Sial! Ia tidak pernah gagal membuatku menjadi salah tingkah seperti ini. Bahkan untuk membuka mulut pun terasa sulit bagiku saat ini.

Pangeran Alastair mulai menggerakan tangannya menyusuri rambut panjangku. "Scars, aku,"-ia memandang ke arah lain dan terlihat sedang berpikir sejenak, lalu kembali memandangiku-"Scars, maukah kau—" lagi-lagi perkataannya terhenti. Terpotong lebih tepatnya karena seseorang datang menghampiri kami dan meminta Pangeran Alastair untuk menemui Putri Scarlett Rose yang sudah berdiri di depan tangga.

Pangeran Alastair melepaskan tangannya dari rambutku.
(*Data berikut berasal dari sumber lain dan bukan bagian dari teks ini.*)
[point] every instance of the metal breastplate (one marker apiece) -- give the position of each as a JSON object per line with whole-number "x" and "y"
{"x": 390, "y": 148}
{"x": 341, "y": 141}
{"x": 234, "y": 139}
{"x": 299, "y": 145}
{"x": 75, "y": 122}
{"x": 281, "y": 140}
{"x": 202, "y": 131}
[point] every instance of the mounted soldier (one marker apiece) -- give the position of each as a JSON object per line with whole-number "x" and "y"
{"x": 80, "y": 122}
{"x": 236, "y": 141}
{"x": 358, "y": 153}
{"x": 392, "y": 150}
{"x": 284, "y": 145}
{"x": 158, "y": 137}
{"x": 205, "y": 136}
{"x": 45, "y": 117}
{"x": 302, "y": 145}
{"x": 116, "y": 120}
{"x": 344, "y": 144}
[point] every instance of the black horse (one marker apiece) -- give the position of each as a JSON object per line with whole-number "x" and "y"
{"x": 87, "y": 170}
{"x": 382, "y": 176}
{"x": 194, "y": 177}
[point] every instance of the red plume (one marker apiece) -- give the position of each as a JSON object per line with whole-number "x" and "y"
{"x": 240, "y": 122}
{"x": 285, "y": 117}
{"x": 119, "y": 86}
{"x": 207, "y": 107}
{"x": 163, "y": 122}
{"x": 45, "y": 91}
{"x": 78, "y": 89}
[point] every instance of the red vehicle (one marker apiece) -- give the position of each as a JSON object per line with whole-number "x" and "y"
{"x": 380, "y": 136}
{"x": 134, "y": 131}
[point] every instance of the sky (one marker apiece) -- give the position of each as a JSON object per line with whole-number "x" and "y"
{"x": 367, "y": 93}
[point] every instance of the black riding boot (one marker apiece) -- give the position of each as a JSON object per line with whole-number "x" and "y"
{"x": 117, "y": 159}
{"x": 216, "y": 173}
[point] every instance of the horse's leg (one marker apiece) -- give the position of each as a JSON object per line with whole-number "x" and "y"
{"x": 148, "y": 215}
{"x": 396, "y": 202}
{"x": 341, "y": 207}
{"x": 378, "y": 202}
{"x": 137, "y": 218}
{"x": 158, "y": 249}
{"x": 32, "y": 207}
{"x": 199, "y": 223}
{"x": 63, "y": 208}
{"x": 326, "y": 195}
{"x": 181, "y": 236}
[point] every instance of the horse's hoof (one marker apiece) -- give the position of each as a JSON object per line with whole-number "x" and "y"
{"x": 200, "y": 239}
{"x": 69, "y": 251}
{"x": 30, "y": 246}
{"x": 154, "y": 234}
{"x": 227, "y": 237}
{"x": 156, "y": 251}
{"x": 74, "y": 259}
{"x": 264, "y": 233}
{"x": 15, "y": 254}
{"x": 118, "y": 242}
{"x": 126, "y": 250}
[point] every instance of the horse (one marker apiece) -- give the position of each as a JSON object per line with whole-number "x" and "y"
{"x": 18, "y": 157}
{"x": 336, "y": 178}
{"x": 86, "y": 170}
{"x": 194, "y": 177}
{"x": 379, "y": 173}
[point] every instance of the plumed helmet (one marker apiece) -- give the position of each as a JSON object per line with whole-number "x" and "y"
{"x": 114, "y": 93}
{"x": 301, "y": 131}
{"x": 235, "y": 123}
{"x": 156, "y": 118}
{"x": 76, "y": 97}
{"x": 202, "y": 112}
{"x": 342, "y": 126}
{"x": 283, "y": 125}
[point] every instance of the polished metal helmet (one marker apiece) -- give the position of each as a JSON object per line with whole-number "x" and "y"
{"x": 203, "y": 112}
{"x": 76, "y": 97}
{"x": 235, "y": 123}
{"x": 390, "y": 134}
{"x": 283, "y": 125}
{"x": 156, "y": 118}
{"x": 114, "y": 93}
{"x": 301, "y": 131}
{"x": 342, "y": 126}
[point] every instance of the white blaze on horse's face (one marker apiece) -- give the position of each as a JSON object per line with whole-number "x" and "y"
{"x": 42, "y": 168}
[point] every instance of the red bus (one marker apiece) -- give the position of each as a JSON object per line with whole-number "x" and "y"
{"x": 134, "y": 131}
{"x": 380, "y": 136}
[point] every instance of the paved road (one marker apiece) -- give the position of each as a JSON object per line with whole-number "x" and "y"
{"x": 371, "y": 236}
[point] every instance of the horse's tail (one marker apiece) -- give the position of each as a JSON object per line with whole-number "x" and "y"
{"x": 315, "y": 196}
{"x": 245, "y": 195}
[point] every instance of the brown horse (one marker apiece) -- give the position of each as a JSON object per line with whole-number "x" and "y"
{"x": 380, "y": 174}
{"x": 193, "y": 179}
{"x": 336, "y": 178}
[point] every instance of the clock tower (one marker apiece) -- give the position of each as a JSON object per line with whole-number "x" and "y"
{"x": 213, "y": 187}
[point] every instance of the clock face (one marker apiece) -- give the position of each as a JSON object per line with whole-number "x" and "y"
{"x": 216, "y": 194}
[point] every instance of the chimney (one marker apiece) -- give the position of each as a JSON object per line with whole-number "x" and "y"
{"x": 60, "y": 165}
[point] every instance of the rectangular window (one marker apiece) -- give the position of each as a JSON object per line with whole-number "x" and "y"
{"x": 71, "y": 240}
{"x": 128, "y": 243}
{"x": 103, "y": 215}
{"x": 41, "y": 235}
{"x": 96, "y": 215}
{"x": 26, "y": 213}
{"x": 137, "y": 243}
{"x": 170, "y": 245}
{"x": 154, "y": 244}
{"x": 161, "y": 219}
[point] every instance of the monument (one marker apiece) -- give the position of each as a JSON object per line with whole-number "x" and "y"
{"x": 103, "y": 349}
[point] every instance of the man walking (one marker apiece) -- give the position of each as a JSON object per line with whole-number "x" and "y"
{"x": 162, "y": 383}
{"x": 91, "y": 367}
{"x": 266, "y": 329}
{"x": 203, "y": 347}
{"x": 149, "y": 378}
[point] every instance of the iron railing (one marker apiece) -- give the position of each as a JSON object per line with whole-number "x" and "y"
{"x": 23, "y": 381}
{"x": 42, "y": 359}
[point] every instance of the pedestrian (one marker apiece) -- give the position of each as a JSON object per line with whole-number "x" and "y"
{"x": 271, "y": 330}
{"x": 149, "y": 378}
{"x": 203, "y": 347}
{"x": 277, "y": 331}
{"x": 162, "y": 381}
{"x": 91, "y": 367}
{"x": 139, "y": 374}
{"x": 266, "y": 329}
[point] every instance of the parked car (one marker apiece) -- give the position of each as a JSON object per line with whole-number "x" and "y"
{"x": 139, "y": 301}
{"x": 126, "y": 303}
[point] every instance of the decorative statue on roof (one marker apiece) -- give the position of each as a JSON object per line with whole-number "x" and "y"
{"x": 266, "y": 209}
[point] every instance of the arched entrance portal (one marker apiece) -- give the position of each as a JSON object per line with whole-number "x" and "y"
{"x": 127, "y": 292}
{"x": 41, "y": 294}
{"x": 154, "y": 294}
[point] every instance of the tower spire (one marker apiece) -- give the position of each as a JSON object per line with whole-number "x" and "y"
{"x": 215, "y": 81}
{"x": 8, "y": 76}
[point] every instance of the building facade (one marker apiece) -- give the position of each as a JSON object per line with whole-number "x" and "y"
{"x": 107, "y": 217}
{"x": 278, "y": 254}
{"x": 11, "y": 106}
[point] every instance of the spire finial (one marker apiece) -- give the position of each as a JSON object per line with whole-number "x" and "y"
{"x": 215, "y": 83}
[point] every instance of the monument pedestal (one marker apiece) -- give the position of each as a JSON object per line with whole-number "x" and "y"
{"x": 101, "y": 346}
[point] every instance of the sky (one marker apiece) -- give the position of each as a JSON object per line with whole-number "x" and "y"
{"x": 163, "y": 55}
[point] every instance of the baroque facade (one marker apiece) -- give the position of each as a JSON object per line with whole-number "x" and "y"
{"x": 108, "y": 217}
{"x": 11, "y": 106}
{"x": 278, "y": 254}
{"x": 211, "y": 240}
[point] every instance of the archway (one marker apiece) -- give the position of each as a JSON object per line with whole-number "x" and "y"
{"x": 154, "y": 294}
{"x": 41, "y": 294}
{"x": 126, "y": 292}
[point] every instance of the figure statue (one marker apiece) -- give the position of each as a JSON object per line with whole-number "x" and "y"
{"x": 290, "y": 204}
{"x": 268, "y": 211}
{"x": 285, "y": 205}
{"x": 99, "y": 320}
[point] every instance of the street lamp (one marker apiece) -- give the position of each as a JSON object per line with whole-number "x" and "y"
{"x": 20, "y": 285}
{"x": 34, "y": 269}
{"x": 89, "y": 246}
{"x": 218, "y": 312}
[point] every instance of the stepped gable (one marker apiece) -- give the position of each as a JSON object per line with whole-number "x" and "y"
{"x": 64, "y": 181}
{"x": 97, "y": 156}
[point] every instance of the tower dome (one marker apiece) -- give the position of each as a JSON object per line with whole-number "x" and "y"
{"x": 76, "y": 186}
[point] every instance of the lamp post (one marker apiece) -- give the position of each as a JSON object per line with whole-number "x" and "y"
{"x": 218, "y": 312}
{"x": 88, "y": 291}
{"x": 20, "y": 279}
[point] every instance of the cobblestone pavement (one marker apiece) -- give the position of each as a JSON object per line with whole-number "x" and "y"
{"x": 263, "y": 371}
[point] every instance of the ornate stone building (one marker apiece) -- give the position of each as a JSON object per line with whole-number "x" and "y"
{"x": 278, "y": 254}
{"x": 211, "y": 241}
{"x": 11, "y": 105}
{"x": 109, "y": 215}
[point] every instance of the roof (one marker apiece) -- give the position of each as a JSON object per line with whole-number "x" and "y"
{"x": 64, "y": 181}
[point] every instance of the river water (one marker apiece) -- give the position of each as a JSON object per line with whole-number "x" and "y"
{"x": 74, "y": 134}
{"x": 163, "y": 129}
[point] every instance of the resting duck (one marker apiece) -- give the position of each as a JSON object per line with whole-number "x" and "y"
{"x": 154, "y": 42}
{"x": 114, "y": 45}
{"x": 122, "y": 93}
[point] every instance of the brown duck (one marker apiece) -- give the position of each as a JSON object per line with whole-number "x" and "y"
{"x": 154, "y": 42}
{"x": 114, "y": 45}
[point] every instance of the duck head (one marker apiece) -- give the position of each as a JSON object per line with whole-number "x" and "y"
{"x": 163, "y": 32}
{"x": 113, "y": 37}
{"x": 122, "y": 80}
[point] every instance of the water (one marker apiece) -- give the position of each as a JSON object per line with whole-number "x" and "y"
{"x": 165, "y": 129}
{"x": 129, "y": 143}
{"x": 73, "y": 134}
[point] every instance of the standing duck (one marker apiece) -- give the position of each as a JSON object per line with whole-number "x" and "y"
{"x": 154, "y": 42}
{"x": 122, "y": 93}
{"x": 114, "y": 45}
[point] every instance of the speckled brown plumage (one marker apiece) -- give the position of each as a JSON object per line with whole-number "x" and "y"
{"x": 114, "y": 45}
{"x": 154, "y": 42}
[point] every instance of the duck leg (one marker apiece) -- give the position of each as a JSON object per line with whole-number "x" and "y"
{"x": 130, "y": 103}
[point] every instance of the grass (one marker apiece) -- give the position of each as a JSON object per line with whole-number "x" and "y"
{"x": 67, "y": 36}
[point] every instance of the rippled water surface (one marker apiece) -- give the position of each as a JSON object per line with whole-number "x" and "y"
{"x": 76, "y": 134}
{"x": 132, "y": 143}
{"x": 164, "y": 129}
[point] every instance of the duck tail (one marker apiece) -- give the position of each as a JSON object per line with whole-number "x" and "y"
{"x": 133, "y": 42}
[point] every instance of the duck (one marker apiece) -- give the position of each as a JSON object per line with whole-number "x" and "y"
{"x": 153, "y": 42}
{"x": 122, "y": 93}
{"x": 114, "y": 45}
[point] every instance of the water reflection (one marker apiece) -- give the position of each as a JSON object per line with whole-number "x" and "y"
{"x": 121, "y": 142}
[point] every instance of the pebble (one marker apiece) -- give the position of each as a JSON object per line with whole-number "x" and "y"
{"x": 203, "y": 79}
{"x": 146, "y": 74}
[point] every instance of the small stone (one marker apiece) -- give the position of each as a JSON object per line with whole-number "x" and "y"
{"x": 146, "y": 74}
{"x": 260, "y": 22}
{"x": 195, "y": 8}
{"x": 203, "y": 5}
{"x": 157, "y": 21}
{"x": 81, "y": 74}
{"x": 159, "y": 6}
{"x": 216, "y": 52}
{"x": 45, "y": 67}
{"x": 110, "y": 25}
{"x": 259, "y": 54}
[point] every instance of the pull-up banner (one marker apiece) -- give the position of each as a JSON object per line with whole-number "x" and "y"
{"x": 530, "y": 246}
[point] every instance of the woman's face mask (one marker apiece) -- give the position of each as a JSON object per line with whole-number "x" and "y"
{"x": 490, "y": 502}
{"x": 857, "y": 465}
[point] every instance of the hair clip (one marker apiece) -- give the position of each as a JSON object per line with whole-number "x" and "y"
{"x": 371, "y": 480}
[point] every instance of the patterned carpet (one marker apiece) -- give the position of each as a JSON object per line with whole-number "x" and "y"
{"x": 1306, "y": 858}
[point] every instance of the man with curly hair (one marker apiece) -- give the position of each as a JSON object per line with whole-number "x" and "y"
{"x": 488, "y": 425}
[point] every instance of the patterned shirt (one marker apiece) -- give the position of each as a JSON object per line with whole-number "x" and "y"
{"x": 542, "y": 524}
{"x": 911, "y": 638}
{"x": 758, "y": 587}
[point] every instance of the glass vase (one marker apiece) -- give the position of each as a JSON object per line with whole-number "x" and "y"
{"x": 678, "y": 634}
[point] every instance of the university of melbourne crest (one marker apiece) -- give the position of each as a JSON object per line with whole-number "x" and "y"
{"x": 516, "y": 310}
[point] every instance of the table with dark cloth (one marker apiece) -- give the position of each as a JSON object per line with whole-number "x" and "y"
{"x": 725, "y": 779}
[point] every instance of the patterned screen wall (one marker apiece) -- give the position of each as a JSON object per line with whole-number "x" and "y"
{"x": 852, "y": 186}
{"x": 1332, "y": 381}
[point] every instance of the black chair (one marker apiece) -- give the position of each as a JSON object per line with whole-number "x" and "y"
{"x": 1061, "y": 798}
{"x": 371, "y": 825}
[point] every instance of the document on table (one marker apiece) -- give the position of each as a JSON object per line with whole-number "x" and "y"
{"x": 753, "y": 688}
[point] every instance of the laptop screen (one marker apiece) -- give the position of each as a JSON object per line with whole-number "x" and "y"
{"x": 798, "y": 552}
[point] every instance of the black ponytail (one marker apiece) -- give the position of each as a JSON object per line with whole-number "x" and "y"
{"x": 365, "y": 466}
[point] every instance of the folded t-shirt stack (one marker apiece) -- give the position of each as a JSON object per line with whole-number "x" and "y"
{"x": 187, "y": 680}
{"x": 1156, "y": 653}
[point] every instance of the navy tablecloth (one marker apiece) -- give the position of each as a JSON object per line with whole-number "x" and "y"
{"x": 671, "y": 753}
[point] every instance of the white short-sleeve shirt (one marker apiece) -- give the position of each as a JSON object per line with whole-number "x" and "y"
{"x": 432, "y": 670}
Ia kemudian berkata, "Maaf." Lalu pergi meninggalkanku yang masih berdebar tak karuan. Aku hanya dapat memandanginya dan Putri Scarlett Rose palsu yang sedang berbincang-bincang. Melihatnya berbincang dengan Putri Scarlett palsu—maksudku Diana, membuatku kesal. Terlebih lagi ketika pengumuman yang dibacakan tentang Diana yang akan berdansa dengan Pangeran Alastair dan lagu dansa mulai diputar. Aku berjalan mencari posisi yang lebih dekat dengan mereka berdua karena semua orang mulai berkumpul mengelingi sang pangeran dan putri yang akan berdansa. Saat lagu diputar, mereka mulai berdansa. Sesekali Pangeran Alastair mengangkat tubuh Diana dalam gerakan dansa itu. Melihat hal itu, berhasil membuatku merengut kesal.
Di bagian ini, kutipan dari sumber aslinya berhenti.